2.2. Effects of PFGF on Body Weight and Liver Index

The results of the body weight, liver weight, and liver index are shown in Figure 1A–D. After the alcohol gavage, the weight of the mice significantly decreased. After 6 weeks of intragastrical administration, compared with the model (EtOH) group, the probiotic (P) and GF groups showed no significant recovery in their body weight, whereas that of the PFGF group significantly increased. Compared with the EtOH group, the mice in the P, GF, and PFGF groups showed significantly decreased liver weights and liver indexes.
Body weight is an important parameter indicating the physical state of the mice, and it can reflect the intestinal absorption of nutrients [2,37]. The liver index reflects the degree of liver damage [38]. The recovery of body weight indicated that PFGF could better restore the function of intestinal absorption, which might be related to the direct intake of lactic acid with PFGF [39]. The decline in the liver index indicated that P, GF and PFGF could decrease the amount of liver damage.

2.3. Effects of PFGF on Biochemical Parameters of Serum and Liver

The data about the serum total cholesterol (TC), triglyceride (TG), endotoxin (LPS), aspartate aminotransferase (AST), alanine aminotransferase (ALT), liver superoxide dismutase (SOD), GSH, LPS, and malondialdehyde (MDA) are shown in Figure 2A–I. After 6 weeks of intragastrical administration, compared with the M group, all of the biochemical parameters of the P, GF, and PFGF groups improved.

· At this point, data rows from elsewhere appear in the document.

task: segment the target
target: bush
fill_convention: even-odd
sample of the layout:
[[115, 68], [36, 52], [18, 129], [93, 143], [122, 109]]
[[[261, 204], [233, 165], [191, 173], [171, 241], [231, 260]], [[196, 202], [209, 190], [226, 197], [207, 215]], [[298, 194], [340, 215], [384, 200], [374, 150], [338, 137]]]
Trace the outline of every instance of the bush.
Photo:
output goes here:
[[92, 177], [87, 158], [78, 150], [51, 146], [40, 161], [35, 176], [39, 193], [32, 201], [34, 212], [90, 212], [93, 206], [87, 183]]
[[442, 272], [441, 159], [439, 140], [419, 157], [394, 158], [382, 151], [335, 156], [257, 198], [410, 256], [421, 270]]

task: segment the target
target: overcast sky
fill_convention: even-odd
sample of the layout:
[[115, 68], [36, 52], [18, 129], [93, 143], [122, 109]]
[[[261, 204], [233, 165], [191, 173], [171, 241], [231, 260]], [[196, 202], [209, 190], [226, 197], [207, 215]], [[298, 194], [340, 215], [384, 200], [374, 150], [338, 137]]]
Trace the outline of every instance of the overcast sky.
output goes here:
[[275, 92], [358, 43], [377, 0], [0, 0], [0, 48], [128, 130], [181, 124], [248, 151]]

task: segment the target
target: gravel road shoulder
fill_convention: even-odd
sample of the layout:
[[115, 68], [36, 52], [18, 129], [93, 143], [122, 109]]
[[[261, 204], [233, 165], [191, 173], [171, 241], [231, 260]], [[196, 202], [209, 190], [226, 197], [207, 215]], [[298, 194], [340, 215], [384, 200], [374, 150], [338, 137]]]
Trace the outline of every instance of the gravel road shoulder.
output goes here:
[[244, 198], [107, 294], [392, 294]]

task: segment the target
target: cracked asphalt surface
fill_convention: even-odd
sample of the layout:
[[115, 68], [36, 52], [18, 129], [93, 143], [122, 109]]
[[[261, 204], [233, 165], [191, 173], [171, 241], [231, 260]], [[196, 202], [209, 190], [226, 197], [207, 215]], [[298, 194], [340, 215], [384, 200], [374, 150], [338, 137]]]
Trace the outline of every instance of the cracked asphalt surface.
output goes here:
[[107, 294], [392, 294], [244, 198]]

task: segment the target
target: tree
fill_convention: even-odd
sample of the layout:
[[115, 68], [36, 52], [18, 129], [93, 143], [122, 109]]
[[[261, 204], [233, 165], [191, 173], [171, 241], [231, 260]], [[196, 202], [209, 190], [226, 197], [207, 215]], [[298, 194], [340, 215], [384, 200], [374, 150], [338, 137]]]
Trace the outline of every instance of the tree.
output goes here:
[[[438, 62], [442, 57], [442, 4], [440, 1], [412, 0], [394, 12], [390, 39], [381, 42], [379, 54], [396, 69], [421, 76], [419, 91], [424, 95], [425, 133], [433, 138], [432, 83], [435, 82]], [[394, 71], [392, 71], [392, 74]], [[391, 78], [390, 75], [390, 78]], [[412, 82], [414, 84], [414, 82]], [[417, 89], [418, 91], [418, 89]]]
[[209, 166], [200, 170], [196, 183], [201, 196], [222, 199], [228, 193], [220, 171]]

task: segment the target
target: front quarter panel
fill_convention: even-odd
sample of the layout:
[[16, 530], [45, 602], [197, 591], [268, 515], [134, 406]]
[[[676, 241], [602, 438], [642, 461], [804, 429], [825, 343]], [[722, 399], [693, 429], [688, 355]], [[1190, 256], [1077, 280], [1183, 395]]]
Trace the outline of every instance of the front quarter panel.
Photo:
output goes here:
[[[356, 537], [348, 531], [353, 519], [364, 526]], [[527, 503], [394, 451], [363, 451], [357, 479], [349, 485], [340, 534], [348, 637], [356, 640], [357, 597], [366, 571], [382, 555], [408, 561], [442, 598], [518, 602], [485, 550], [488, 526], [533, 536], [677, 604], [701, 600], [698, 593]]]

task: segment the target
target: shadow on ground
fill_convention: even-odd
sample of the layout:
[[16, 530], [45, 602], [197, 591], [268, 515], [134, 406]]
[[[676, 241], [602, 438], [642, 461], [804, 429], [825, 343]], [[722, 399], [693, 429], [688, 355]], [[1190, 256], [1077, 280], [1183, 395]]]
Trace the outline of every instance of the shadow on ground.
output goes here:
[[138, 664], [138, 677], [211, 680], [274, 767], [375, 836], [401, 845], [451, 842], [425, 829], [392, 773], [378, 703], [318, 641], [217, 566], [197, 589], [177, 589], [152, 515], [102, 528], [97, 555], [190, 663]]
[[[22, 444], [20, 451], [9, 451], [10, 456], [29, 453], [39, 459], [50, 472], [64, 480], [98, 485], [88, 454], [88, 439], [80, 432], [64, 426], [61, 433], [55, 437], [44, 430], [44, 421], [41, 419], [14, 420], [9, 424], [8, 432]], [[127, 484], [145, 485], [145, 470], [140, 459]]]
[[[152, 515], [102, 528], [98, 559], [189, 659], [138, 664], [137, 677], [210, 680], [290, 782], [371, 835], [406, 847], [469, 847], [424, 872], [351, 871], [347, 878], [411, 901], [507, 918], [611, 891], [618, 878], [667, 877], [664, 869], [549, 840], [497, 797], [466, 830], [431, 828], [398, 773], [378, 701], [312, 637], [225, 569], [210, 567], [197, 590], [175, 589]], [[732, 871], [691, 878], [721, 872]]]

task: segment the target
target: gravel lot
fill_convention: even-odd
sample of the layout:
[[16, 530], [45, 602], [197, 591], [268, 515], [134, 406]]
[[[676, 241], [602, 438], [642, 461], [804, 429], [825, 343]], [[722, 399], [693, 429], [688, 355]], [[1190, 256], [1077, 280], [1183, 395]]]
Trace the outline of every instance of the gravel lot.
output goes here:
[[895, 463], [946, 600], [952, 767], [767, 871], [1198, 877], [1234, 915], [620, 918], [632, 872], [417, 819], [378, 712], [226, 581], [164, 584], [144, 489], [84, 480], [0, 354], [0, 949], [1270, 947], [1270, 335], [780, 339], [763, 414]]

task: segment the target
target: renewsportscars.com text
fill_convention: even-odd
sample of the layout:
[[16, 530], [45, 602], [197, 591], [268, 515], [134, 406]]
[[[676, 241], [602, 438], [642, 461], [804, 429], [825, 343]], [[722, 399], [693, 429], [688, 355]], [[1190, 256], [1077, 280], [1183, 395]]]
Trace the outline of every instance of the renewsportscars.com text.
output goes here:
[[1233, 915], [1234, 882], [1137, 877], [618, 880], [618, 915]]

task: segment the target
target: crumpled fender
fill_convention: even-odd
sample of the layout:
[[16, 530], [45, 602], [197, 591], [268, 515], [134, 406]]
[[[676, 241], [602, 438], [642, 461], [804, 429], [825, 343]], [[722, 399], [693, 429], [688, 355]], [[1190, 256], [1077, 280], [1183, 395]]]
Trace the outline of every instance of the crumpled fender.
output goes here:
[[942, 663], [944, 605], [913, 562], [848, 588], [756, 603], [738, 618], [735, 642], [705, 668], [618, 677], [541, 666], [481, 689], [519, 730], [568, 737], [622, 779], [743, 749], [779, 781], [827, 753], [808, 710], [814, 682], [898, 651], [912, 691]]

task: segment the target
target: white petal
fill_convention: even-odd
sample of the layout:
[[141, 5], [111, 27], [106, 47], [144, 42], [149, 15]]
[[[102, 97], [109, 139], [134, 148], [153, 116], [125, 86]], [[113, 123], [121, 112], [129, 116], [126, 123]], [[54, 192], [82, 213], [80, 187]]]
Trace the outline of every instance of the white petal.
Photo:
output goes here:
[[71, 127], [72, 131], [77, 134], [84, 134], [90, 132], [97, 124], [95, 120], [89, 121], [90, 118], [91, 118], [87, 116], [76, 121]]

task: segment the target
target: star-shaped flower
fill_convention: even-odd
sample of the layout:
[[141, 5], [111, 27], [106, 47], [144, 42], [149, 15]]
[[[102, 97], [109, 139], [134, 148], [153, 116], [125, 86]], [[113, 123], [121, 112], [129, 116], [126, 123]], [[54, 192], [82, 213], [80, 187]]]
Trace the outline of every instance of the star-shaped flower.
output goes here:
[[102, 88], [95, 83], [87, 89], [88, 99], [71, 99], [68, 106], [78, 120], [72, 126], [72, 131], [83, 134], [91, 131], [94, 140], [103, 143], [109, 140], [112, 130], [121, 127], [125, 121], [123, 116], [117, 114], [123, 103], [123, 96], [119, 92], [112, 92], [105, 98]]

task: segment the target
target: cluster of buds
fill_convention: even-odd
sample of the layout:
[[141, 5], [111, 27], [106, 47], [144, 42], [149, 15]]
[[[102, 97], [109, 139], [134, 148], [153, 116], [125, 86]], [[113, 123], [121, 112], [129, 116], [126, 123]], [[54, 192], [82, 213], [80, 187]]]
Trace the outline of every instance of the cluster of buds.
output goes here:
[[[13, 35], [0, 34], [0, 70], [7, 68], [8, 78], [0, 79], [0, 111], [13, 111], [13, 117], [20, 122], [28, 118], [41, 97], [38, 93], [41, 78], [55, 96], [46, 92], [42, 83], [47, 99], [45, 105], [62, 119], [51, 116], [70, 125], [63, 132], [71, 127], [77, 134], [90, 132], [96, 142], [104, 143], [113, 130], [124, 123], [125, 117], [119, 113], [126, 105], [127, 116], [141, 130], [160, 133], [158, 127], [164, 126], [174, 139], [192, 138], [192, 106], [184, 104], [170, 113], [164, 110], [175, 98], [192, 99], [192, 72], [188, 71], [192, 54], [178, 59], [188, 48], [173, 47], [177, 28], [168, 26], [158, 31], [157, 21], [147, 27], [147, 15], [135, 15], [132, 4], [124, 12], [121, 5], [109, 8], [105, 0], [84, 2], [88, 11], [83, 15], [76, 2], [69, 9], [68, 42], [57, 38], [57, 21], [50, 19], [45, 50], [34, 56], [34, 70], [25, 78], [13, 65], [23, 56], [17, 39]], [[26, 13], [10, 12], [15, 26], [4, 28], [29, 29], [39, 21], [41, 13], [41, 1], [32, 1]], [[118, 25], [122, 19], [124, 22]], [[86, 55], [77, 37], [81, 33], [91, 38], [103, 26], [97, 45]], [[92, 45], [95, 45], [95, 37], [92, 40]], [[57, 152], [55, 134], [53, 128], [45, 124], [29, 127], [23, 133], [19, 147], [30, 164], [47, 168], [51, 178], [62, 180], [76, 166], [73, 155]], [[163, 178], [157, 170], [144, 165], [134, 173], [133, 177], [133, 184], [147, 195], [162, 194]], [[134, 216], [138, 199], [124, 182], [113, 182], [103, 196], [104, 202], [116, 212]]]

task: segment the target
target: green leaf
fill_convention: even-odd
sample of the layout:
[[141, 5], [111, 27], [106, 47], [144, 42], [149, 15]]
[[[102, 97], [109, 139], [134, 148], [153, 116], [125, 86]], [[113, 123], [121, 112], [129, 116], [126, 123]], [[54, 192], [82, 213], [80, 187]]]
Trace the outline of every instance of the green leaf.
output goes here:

Compared with the GF group, the TC of the PFGF group significantly decreased. Compared with that of the P group, the SOD of the PFGF group was also significantly increased.
The TC and TG in the serum reflect the liver’s function. The AST and ALT in the serum reflect the levels of hepatocyte necrosis [40]. LPS and MDA are major factors in inflammation and liver damage, whereas SOD and GSH are antioxidative factors that protect the liver against the excessively increased levels of LPS and MDA [41,42].
The amelioration of the biochemical parameters in this study indicated that P, GF, and PFGF had a recovery effect on the liver damage, of which PFGF produced the best effect. The metabolites of P in the intestinal tract, GF and PFGF, show a favorable antioxidant activity, which can reduce the alcohol-induced intestinal inflammation [43]. Both the probiotics and Grifola frondosa have a positive intestinal microbiota regulation ability [23,44,45]. They have the ability to attenuate the intestinal inflammation caused by the alcohol-induced flora disorder. The amelioration of intestinal inflammation decreases intestinal permeability, preventing harmful bacterial products from entering the blood system by crossing the intestinal barrier, recovering the liver from injury, and further improving the liver’s function.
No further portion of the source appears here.